Hierarcical clustering

Hierarcical clustering was the first analysis method implemented in this program. That is why the result will apear in the main window. The theory behind this type of clustering is simply to group similar data and represent the group as it's members closest vector (Single linkage), the average of all members' vectors (average linkage) or the vector furthest from the reference point (complete linkage). Usually litterature describes two such methods of grouping data, eighter agglomerative or divisive. The latter starts by defining the complete set as a group and dividing it until each vector has a group of its own.An agglomerative approach starts in the other end and terminates when all vectors are member og the same group. The method implemented here are agglomerative. The hierarcical clustering method is very computation intensive and demands a lot of computer memory due to it's computation of a distance-matrix. This matrix is required for storing the distance (euclidean) from each vector to all the others, hence a dataset containg 6000 genes will result in a triangular 6000*6000 distance matrix that has to be traversed for each gene in the building of a hieracical tree.
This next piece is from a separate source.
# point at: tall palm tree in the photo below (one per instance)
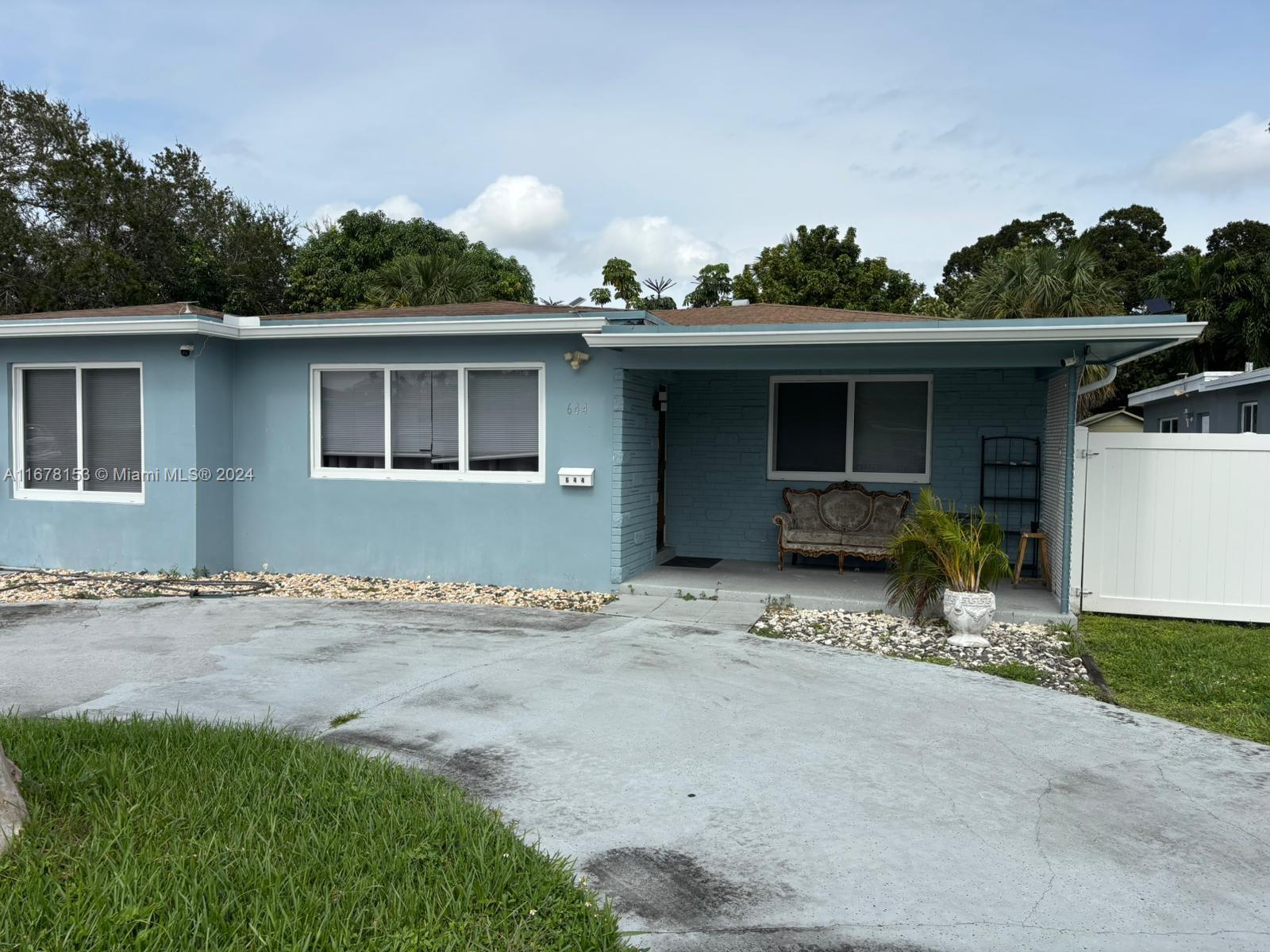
(414, 281)
(1041, 281)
There has been made a great effort in finding ways to minimize computation time and memory in the algorithm used by this program. (The runtime and memory requirement is actually a fraction of what it was when the first version was tested). Further descriptions of the hierarcical method of clustering data will not be discussed here.
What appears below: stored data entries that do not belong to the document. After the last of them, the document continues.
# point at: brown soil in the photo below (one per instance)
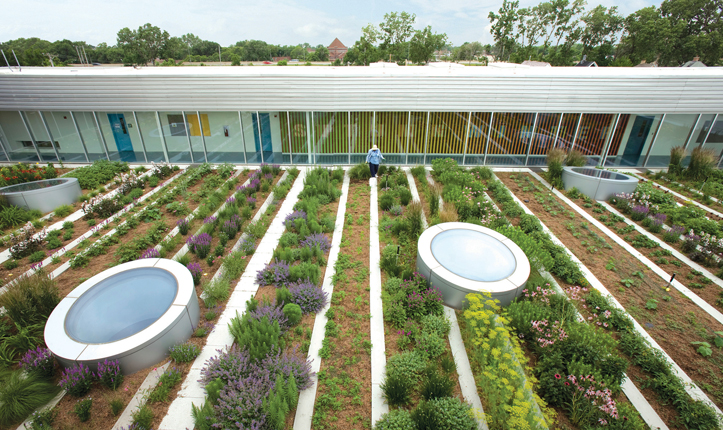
(80, 227)
(684, 274)
(676, 322)
(350, 364)
(100, 415)
(391, 334)
(684, 190)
The "Select method" dialog will appeare once the clustering button is clicked. From this it is possible to select one of the methods described above. After the requested clustering method has been selected, the program will start calculating a distance matrix, building a cluster tree (dendrogram) and preparing the result in an image. This usually takes a while, especialy if the dataset is large. The statusbar will tell where in the process the program is at all time.

The dendrogram

The dendrogram is displayed as a tree which ends up in a color code of the actual data. This colorcode is a small square for each element in the vector representing the gene. A red square represent a positive value, and negative values are colored green. The intensity of the color is a measure of the relative difference between other values at the same side of zero. For example, the lowest values will have the lightest green color, and the highest ones the lightest red. A cluster will always have two directly connected components, eighter two other clusters or two vectors (leaf nodes) or one of each. The length of the horisontal lines that connect two clusters (nodes) are a measure of how relatively close they are (calculated with euclidean distances).

Each cluster that contains two other clusters has a green square in the middle. By clicking this square, it is possible to zoom in on this sub-cluster. If the selected set does not contain over a certain number of vectors (genes) a zoomwindow will appear. The zoomwindow is the same dendrogram as described above, only the squares are larger, and the names of each gene will be written to the right of the colorcode.

Both the complete clusterimage in the main window and the zoomed image can be saved to a gif-file by selecting save-clusterimage or save-zoomimage from the file menu.

It should be possible to find shared expression patterns just by looking at the color codes of closely clustered elements.